— Фаддей Венедиктович, если помните, ранние визиты никогда не доставляли мне удовольствия.
— Тогда я имел меньше прав на них… Тогда вы меня не любили.
— Зато теперь, спустя столько лет, я имела возможность оценить силу вашей любви, которая не рассеялась до сих пор.
— Это правда, я люблю тебя! — я бросился к Лолине и заключил ее в объятья.
— А я только отдала долг…
— Так ты все-таки из-за архива… — я почувствовал, как всегда в ее присутствии, онемение, но необычного свойства — я хотел все знать и, одновременно, боялся этого.
— Нет, я отдала долг той верной любви, которую знаю сама, — сказала Собаньская. — Но больше мне отдать нечего.
— Но архив! Кто тебе сказал о нем? Зачем ты его требовала? Для кого?
— Прощайте, Фаддей Венедиктович. Не беспокойтесь, залоги я не возвращаю, зато тайны хранить умею…
Любви не было — это я понял и ушел. А вот в долгах Каролины я запутался. Кому она была должна больше: Пушкину, Бенкендорфу или, быть может, все-таки Витту? И кого она любила также страстно как я — ее? Верно — Витта, иначе что заставляет ее жить больше десятка лет на положении его любовницы?

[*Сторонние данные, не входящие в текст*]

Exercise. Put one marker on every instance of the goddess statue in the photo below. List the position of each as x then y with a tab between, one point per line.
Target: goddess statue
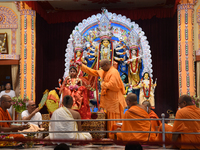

Как бы там ни было — Пушкин не только спас мою честь, вернув архив, но и мою свободу, жизнь. Она могла стать малой жертвой, отданной для того, чтобы состоялось большое дело — восстание поляков, в котором Собаньская намерена участвовать. И поделом — я свое дело сделал, а поскольку в бунт не верю, то и пользы от меня никакой не будет. Верно ли, что самое сильное чувство Каролины — честолюбие? Кем она хочет стать? Польской богиней Либерте?
Что же осталось мне?
Опять в руках один пепел — а реально только то, что создаешь сам. И еще — Пушкин, с которым мы помирились, отказавшись от любви к одной женщине.
Глава 8
1
Дружеское чувство, только зарождавшееся ранее между мной и Пушкиным, после интриги с Каролиной Собаньской стало новым и сильным. Тут уж или расходиться навек, или доверять друг другу, словно родные братья. Я отбросил все расчеты и отдался чистому чувству — какие могут быть счеты между братьями, даже если они совершенно разные люди!
А близкие не могут долго быть друг без друга. Уже на следующий день я послал Пушкину записку с приглашением на дружескую пирушку в честь примирения. К сожалению, Александр Сергеевич был занят. Он поблагодарил меня в самых любезных выражениях и попросил встречу немного отложить — так случилось, что все ближайшие вечера у него были ангажированы. Через неделю я снова написал Пушкину, ждал два дни и, не получив известия от Пушкина, отправился к нему в гостиницу днем — в такое время, когда балов не проводят.
Пушкин был по виду чем-то недоволен, но встретил меня довольно любезно. Он все еще одет в халат (значит — работал), а в руке держал курительную трубку.
— Здравствуйте, Фаддей Венедиктович! Очень рад.
— Извините, что явился нахрапом, Александр Сергеевич. Надеялся, что вы уже кончили на сегодня занятия или сделаете короткий перерыв. Хотел пригласить вас на прогулку. Впрочем, если вам некогда, то я удалюсь.
— Что вы, что вы, Фаддей Венедиктович, располагайтесь пока, а я оденусь. Работу я уже оставил, читал, и как раз сам собирался выйти.
Пушкин облачился, прихватил тяжелую трость, и мы вышли на улицу.
— Пройдемся? — предложил я, поскольку был утомлен утренними занятиями за письменным столом. — Или у вас намечено какое-то дело?
Пушкин замялся.
— Да нет, ничего определенного.
Я приказал извозчику ехать следом, и мы отправились гулять вверх по набережной Мойки. В разговоре мы не касались близкого прошлого — нашего разрыва и Каролины, которая невольно послужила нам к сближению. По обоюдному молчаливому согласию мы решили эти темы придать забвению.
— Представьте, я жил в этом месте перед учебой в Лицее. Правда — подальше, — Пушкин махнул рукой вдоль улицы. — Там была еще одна лавочка — я любил покупать в ней восточные сласти. Интересно: она сохранилась?
— Очень возможно, — сказал я.
— Но ведь с тех пор изменился весь мир, пал Наполеон, Россия пережила заговор, у кормила власти утвердился новый император.